Renowned as one of the UK’s most haunted hotels, this 16th-century manor house is steeped in history. The Mercure Telford Madeley Court has been the location of numerous sightings of a forlorn-looking monk who glides across the grounds and one family has even spotted a whole group of monastic figures sitting in the crossbeams of the Main Hall. Staff and guests have also spotted Victorian maids going about their duties on the top floor. Look out for the coalminers’ cottages that sometimes reappear, despite being demolished years ago, or take part in one of the hotel’s regular ghost hunts. Prices start from £30 per person per night in a double room, including breakfast.

Brave holidaymakers should head for a haunted holiday in the Yorkshire Dales, where guests at Thorns Hall Country House regularly experience the sound of the slave boy who was left shackled to starve to death and was then hidden behind a wooden partition. Listen out for his sobbing in the dead of night and for the sound of his dragging shackles and chains. Prices start at £99 per night for a double room, including breakfast. 

Book into one of the self-catering cottages in the grounds of Chambercombe Manor – once owned by the father of Lady Jane Grey – and you’ll have the opportunity to peep into the Haunted Room. Discovered in the 18th century, when the owner was renovating, the room – which adjoins that used by Lady Jane Grey – is said to be haunted by the ghost of a titled lady who was visiting the manor house. Shipwrecked off the nearby coast, she later died at Chambercombe and the bedroom was sealed off – only to be discovered by the 18th century owner, who opened it up and found the woman’s skeleton on the bed. Prices start at £165 for a three-night, self-catering cottage break and guided tours are available.

If you’d rather share your space with an amenable apparition, then take a break in the remote farmhouse Alltwinea with Brecon Beacon Holiday Cottages in the Cambrian mountains. Check out the visitor book, which is filled with guests’ reports of sightings of a friendly presence. A week’s stay at Alltwinea starts from £430.

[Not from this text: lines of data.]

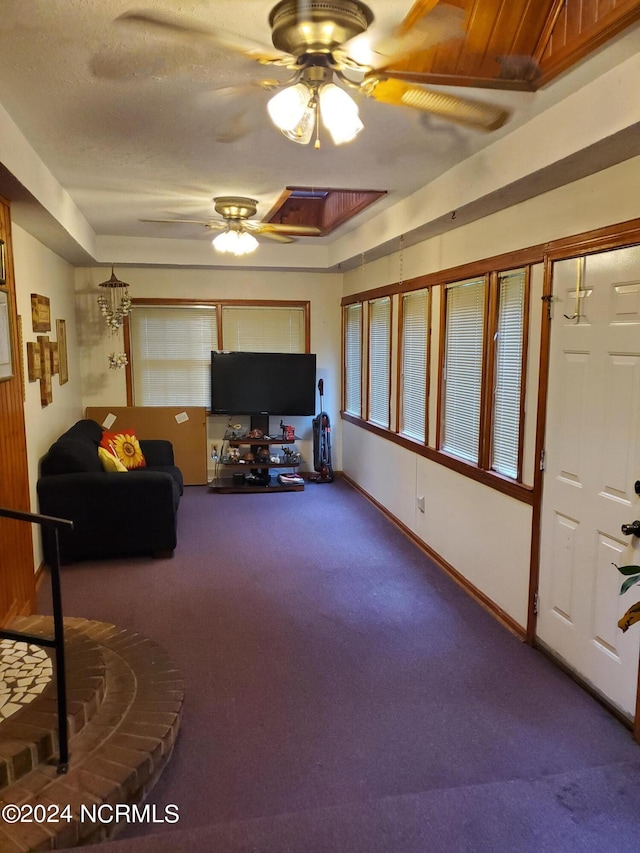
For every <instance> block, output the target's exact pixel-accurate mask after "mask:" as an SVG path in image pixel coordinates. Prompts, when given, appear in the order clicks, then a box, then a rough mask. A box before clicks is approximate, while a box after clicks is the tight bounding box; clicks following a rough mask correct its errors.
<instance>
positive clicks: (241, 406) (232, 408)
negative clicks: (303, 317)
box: [211, 352, 316, 415]
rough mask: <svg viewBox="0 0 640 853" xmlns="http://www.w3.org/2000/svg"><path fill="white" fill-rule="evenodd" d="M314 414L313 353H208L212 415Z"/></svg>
mask: <svg viewBox="0 0 640 853" xmlns="http://www.w3.org/2000/svg"><path fill="white" fill-rule="evenodd" d="M315 411H316V356H315V353H290V352H212V353H211V414H214V415H315Z"/></svg>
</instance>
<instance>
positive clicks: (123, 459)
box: [100, 430, 147, 471]
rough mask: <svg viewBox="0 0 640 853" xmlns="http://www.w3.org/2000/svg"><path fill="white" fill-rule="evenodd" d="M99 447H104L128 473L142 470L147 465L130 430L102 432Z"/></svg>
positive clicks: (136, 437) (136, 438) (139, 448)
mask: <svg viewBox="0 0 640 853" xmlns="http://www.w3.org/2000/svg"><path fill="white" fill-rule="evenodd" d="M100 447H104V448H106V449H107V450H108V451H109V452H110V453H113V455H114V456H116V457H117V458H118V459H119V460H120V462H122V464H123V465H124V467H125V468H127V469H128V470H129V471H131V470H132V469H133V468H144V467H145V465H146V464H147V463H146V461H145V458H144V455H143V453H142V450H141V448H140V442H139V441H138V439H137V437H136V435H135V433H134V432H132V431H131V430H122V432H103V433H102V441H101V442H100Z"/></svg>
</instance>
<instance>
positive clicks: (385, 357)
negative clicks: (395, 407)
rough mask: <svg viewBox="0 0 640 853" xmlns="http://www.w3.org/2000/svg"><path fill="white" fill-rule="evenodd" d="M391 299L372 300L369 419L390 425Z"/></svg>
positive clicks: (370, 302)
mask: <svg viewBox="0 0 640 853" xmlns="http://www.w3.org/2000/svg"><path fill="white" fill-rule="evenodd" d="M390 380H391V299H389V297H388V296H387V297H384V298H383V299H374V300H372V301H371V302H369V420H370V421H371V423H373V424H376V426H381V427H385V428H386V429H388V428H389V418H390V407H389V401H390V390H391V386H390Z"/></svg>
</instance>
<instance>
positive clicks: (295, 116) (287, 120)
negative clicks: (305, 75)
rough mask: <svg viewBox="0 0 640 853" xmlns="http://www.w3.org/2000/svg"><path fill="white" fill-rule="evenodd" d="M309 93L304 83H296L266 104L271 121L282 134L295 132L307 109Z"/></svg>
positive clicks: (282, 91) (310, 98)
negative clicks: (266, 104)
mask: <svg viewBox="0 0 640 853" xmlns="http://www.w3.org/2000/svg"><path fill="white" fill-rule="evenodd" d="M310 99H311V92H310V90H309V88H308V87H307V86H305V84H304V83H296V85H295V86H289V87H287V88H286V89H283V90H282V91H281V92H278V93H277V94H276V95H274V96H273V98H271V99H270V100H269V102H268V104H267V112H268V113H269V117H270V118H271V121H272V122H273V123H274V124H275V126H276V127H277V128H278V129H279V130H281V131H282V132H283V133H286V132H287V131H289V132H291V131H293V130H295V128H296V126H297V125H298V124H299V123H300V122H301V121H302V119H303V117H304V114H305V111H306V110H307V109H308V107H309V101H310Z"/></svg>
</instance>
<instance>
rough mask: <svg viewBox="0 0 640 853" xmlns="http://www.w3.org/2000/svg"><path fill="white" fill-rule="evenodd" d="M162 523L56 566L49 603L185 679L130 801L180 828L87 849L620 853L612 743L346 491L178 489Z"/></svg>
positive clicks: (322, 488) (368, 509) (621, 821)
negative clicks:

Bernstein Castle has apparently been haunted since 1498, when Katharina Frescobaldi was walled up in the cellar by her jealous husband, Count Uylaky. After appearing every day at the same time, she was captured on camera in 1914 (pictured above). Two rooms in particular – Vinzenz and Tantalouis – are available to guests who aren’t afraid to meet the ‘white lady’ on their way down the corridor to their private bathrooms. She’s not been seen since 2010, but it could be your lucky night. Prices start from £132 per night for a double room, including breakfast (minimum two nights).